In 1934, strong enough to return to Africa, Joe was appointed to the vicariate of Western Nigeria. This was the first mission confided to the Irish Province in Nigeria, on the appointment of Thomas Broderick as vicar apostolic and bishop in 1918. Western Nigeria was very different from Liberia, a densely populated territory where the Gospel had already made significant inroads. Joe served briefly in Asaba, headquarters of the vicariate, before being appointed vice principal of St. Thomas' teacher training college, Ibusa, in 1935. A year later the vicar apostolic, Leo Hale Taylor, appointed him principal of this important institution which supplied the jurisdiction's vast network of elementary schools with capable teachers.
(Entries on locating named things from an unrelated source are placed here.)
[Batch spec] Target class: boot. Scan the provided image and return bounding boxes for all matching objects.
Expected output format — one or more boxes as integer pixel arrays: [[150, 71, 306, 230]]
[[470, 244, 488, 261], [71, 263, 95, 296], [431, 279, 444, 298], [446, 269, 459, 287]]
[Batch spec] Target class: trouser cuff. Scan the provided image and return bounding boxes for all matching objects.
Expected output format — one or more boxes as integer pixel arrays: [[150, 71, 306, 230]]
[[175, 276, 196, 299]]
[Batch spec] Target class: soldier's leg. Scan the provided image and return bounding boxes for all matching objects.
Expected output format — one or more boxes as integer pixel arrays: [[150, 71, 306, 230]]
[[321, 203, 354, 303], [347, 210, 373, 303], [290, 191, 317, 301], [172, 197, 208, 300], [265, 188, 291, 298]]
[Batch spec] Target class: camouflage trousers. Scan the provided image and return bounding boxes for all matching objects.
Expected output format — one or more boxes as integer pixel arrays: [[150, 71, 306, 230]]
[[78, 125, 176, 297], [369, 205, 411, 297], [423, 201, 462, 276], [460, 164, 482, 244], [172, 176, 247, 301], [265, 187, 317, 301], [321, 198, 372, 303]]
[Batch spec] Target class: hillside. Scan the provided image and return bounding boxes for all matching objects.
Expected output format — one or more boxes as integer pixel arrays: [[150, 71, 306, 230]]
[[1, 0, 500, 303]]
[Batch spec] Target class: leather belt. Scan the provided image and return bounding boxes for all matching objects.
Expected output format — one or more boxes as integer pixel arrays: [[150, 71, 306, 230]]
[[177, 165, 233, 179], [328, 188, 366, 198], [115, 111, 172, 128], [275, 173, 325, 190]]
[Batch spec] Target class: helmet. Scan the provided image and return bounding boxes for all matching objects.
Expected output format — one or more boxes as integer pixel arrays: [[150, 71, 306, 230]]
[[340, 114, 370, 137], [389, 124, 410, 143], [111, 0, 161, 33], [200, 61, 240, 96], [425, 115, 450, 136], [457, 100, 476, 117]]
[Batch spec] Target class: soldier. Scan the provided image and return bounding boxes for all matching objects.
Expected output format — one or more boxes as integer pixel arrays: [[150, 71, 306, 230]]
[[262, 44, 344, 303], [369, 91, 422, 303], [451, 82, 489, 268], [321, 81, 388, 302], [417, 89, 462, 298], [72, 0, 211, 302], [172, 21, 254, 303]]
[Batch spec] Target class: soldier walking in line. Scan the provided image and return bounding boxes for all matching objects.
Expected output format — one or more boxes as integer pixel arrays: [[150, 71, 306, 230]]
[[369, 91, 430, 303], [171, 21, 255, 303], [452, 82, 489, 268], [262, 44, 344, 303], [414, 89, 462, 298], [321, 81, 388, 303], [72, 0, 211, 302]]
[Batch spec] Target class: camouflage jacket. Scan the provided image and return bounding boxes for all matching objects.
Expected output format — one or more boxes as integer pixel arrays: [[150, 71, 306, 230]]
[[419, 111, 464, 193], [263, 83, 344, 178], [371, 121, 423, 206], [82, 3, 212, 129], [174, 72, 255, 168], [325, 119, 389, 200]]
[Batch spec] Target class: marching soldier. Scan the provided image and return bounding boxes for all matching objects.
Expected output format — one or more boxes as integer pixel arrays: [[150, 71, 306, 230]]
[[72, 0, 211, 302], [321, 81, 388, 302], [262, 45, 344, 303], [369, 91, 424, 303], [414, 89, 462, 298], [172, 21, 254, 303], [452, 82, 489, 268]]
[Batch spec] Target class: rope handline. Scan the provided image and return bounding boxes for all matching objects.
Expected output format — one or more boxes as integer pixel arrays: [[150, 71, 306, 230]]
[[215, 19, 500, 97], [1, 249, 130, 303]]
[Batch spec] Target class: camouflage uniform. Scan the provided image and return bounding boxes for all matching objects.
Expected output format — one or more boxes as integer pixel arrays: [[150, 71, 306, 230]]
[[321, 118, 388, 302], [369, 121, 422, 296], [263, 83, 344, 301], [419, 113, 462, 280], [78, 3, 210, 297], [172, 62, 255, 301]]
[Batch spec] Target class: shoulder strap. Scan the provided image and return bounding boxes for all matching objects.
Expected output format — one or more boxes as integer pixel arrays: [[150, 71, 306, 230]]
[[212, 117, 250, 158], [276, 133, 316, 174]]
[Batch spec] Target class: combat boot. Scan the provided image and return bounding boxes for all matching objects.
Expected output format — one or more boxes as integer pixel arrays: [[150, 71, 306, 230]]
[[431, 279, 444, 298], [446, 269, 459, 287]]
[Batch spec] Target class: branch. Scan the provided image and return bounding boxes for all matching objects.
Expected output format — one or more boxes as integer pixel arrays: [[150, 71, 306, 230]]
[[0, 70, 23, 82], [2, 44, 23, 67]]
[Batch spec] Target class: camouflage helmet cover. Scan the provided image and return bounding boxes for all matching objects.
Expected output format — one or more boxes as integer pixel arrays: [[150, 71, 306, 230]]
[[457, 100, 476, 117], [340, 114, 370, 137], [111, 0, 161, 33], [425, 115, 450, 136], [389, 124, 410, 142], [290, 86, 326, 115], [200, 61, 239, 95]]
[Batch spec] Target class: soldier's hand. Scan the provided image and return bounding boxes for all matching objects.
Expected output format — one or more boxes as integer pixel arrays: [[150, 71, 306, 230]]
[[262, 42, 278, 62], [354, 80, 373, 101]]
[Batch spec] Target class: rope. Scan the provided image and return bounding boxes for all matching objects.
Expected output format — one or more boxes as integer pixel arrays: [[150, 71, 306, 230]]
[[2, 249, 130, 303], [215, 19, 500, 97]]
In 1939 Joe returned to Dromantine to teach sacred scripture, joining a staff led by Martin Lavelle, with John Cadogan, Thomas Hughes, John Flanagan and John Murphy as the other members of staff. In November 1943, braving threats from submarine and aeroplane, Joe travelled to Egypt where the Province was responsible for a number of secondary colleges. On his arrival John Lupton, the mission superior, appointed him to St. George's college, Choubra, Cairo. Within a matter of months he was dead from smallpox. A colleague gave the following account of his death and burial: 'On Easter Tuesday Fr. Donaghy went to bed not feeling well, and running a temperature. On Friday his condition worsened and I searched for a doctor for three hours. When the doctor came he said it might be smallpox and Fr. Donaghy was removed to a new Egyptian hospital. During the following week Fr. (Denis) O'Connor succeeded in getting in to see Fr. Donaghy, who he found quite conscious, but desperately ill. He anointed him. On the following Saturday we got news there was no hope for him. He died at 6.30 a.m. after eight days in hospital. It was a terrible blow to all of us. Four Masses were said for him before he died and the convents prayed all the time he was in hospital. He was buried on Sunday evening in Latier cemetery, Cairo, with the French Fathers'.

He is buried in the S.M.A. plot, Latier cemetery, Choubra, Cairo, Egypt.